Integer solution of equation I was thinking about different types of equations in two variables. My motivation for this is purely intrinsic. I just wanted to know what we can say about analytic methods of solving different equations. On the course of this, I came across the following:

$5^x - 3^y = 2$

My guess is that the only solution in the positive integers is $x=y=1$. Also Wolfram Alpha is telling me that. Is there a way of approaching this problem.
Of course we can write $y = \frac{\log(5^x - 2)}{\log(3)}$, but I am not sure that this helps.
Thank you very much for your help!
 A: Firstly, we start with some modulus arguments.

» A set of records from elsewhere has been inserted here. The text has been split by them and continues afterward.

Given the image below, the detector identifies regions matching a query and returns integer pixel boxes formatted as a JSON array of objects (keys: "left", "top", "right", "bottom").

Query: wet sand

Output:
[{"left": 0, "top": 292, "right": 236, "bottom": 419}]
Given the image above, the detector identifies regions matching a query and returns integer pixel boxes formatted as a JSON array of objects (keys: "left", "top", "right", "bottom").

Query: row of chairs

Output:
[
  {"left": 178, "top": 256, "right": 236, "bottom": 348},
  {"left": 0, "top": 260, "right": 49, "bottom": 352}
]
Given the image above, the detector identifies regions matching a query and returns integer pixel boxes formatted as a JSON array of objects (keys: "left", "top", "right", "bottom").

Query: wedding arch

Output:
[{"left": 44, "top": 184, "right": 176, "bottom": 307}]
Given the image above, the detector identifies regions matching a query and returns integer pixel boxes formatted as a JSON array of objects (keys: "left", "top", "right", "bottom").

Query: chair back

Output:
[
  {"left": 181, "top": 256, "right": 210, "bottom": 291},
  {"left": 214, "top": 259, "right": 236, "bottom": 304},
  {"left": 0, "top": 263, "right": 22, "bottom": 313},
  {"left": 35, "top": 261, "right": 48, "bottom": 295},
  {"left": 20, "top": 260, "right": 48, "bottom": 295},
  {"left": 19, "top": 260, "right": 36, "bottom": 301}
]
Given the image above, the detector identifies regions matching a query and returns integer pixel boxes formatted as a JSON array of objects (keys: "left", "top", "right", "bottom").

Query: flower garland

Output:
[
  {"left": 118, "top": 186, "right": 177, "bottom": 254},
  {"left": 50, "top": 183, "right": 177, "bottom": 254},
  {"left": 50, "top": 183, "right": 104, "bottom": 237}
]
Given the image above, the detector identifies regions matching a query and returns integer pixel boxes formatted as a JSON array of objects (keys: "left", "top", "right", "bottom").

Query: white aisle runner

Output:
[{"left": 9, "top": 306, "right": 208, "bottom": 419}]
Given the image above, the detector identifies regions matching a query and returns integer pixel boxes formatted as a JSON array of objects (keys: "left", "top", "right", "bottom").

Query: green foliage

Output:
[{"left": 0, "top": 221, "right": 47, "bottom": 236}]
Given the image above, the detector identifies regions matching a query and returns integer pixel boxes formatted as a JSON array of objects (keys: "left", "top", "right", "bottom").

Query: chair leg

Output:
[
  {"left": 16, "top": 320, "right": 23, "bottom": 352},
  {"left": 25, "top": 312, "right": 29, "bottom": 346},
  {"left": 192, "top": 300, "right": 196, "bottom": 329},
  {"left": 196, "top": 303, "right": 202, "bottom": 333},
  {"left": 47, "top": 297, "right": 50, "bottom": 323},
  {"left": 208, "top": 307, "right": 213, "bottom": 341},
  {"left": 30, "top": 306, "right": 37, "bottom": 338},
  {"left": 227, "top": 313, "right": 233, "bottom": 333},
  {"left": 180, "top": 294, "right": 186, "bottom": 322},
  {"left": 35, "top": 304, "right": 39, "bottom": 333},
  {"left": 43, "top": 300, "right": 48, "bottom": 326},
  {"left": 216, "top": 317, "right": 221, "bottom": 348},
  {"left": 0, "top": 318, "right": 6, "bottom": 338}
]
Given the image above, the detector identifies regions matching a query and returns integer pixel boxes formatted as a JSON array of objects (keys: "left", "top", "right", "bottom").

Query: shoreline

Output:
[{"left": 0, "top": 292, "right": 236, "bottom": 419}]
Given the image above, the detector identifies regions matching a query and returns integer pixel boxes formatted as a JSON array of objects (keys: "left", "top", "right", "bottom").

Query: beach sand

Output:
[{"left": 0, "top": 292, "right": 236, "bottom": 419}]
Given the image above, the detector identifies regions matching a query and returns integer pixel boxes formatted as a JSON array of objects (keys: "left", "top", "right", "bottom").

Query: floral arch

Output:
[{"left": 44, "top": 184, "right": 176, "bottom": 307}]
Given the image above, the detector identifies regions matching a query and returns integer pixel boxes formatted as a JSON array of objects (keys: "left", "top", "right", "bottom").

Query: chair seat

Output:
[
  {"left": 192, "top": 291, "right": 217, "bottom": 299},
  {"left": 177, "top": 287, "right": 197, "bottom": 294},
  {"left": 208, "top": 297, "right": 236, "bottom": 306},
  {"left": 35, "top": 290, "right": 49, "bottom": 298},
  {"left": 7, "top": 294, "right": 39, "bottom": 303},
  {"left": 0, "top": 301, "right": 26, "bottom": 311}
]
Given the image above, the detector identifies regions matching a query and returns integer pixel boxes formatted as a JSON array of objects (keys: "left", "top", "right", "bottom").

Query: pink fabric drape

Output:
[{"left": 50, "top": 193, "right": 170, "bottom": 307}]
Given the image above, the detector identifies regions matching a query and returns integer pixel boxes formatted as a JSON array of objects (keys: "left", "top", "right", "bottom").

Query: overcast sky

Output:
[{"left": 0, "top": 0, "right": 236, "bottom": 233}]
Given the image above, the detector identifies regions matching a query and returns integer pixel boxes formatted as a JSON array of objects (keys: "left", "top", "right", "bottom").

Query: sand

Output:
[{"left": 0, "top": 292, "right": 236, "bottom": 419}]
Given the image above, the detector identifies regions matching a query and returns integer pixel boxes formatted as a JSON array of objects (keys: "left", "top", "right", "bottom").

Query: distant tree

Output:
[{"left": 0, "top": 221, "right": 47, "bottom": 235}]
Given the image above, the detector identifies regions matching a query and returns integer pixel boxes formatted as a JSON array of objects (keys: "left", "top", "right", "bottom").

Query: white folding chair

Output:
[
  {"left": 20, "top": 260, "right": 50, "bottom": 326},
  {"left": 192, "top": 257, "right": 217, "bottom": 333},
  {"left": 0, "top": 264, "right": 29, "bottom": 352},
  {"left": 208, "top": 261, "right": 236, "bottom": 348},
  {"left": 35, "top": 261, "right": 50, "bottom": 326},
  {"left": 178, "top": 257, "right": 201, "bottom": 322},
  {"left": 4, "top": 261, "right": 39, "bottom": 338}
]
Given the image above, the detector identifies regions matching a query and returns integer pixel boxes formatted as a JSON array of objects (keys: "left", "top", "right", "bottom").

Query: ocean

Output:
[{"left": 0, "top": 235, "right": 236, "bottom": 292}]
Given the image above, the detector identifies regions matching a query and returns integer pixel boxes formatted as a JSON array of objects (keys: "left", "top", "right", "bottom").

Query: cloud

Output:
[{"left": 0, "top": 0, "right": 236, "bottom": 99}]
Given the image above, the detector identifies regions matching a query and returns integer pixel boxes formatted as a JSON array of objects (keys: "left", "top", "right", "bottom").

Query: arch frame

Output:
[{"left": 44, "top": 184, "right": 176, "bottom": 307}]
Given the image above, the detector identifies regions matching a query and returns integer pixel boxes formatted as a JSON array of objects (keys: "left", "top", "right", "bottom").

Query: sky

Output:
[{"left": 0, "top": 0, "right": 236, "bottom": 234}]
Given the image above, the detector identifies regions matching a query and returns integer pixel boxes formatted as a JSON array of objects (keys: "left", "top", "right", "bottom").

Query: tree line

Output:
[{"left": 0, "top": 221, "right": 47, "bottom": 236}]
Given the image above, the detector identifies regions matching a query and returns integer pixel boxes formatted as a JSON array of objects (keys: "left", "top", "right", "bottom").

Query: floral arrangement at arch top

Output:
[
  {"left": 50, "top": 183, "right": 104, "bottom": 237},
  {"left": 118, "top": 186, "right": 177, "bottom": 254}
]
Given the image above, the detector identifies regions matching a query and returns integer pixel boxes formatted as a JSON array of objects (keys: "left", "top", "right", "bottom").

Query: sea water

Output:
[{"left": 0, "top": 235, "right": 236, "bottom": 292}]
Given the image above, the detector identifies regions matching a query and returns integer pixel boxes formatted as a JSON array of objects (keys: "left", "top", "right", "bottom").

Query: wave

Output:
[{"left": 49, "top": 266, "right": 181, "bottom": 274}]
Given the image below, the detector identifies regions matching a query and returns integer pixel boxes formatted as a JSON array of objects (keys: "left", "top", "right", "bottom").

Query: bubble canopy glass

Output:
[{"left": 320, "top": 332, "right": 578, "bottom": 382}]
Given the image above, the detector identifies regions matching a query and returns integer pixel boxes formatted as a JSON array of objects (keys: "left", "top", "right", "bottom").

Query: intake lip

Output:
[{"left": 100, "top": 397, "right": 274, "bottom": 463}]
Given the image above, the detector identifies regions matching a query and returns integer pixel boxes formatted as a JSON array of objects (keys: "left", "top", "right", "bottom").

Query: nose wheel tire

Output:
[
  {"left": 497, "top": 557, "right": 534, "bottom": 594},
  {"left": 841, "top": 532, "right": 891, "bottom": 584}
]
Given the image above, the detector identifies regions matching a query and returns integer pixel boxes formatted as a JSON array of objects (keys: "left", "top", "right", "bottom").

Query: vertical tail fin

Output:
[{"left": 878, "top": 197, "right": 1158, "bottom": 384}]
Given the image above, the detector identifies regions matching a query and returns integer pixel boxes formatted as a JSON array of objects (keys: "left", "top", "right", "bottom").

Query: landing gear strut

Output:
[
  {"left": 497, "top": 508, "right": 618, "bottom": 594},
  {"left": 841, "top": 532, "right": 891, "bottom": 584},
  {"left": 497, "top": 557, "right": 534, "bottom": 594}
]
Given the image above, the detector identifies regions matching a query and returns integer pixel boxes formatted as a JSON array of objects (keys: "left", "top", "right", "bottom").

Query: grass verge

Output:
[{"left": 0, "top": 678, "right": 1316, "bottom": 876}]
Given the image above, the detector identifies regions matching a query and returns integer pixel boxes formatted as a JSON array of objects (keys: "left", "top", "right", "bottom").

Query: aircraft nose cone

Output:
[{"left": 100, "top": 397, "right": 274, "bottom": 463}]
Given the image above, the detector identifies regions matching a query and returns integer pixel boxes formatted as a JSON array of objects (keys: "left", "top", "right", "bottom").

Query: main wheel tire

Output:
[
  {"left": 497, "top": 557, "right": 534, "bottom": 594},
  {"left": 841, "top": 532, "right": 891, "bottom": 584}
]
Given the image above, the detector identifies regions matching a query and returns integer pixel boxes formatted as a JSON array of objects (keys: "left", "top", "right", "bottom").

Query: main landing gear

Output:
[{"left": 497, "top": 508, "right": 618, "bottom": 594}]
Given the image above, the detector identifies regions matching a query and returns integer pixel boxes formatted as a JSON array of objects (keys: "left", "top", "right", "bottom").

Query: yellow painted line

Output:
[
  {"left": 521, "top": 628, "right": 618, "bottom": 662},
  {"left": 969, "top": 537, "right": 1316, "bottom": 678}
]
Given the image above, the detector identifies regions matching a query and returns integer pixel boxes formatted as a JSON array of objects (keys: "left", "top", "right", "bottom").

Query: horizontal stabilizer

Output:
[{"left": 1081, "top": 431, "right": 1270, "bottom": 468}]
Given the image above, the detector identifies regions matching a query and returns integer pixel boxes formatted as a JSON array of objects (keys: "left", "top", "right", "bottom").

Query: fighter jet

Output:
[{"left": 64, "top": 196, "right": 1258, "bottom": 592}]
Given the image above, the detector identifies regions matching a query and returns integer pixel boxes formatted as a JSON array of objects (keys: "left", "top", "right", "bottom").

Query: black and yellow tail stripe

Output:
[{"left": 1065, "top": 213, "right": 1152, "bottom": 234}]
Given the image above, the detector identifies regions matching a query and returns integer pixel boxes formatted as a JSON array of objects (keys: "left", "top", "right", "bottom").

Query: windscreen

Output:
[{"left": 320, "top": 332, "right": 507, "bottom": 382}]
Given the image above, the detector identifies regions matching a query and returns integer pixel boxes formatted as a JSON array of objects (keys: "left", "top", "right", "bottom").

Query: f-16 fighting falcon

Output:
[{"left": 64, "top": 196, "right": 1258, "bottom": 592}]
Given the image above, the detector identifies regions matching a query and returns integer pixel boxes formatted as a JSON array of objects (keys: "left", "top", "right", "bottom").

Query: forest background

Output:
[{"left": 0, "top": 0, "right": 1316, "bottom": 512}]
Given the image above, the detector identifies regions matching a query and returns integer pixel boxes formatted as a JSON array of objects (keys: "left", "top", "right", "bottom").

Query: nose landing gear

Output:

If we take the whole sequence modulo $3$, then we have that $5^x\equiv2$. In particular, $x\equiv1\pmod2$. Similarly, taking the sequence modulo $5$ tells us that $y\equiv1\pmod2$ as well.
The next step is to write $5^{x+1}=p^2$ and $3^{y-1}=q^2$. The equation then becomes, after multiplication by $5$, $$p^2-15q^2=10.$$ This is a generalised pell equation, for which the solutions are given here (Theorem 3.3). In particular, we solve the pell equation $$a^2-db^2=1$$ for $d=15$, which yields a primitive solution $(4,1)$, and then find all solutions to $$x^2-dy^2=n$$ for $n=10$ such that $|x|\le \sqrt{10(4+\sqrt{15})}\approx8.9$.
The only such solution, as you may have guessed, is $(5,1)$.
Finally, we compose the two solutions to find all solutions to the original equation, $$p^2-15q^2=10.$$ This is a simple recurrence, beginning with initial term $p_0=5,q_0=1$ with the conditions $$p_{n+1} = 4p_n + 15q_n,\\q_{n+1}=p_n+4q_n.$$
The trick to notice here is that this sequence can hardly ever have a power of $5$ as $p_n$ (which was, after all, the original question!) so we restrict ourselves to looking at powers of $5$. A straightforward induction tells us that $p_n$ satisfies $p_0=5,p_1=35,$ and $$p_{n+2}=8p_{n+1}-p_{n}$$ which is handy.
If you think about the condition that we don't want any other factors other than $5$ to appear, this sounds awfully reminiscent of Zsigmondy's Theorem -- indeed, the generalisation to Lucas sequences instantly reduces it to the finite case of $n\le30$.
>>> def is_power_of_5(n):
        while n%5==0:
            n//=5
        return n==1

>>> arr = [5,35]

>>> for i in range(40):
        arr.append(arr[-1]*8-arr[-2])

>>> for i in arr:
        if is_power_of_5(i):
            print(i)    
5

Hence $(1,1)$ is indeed the only solution to the question.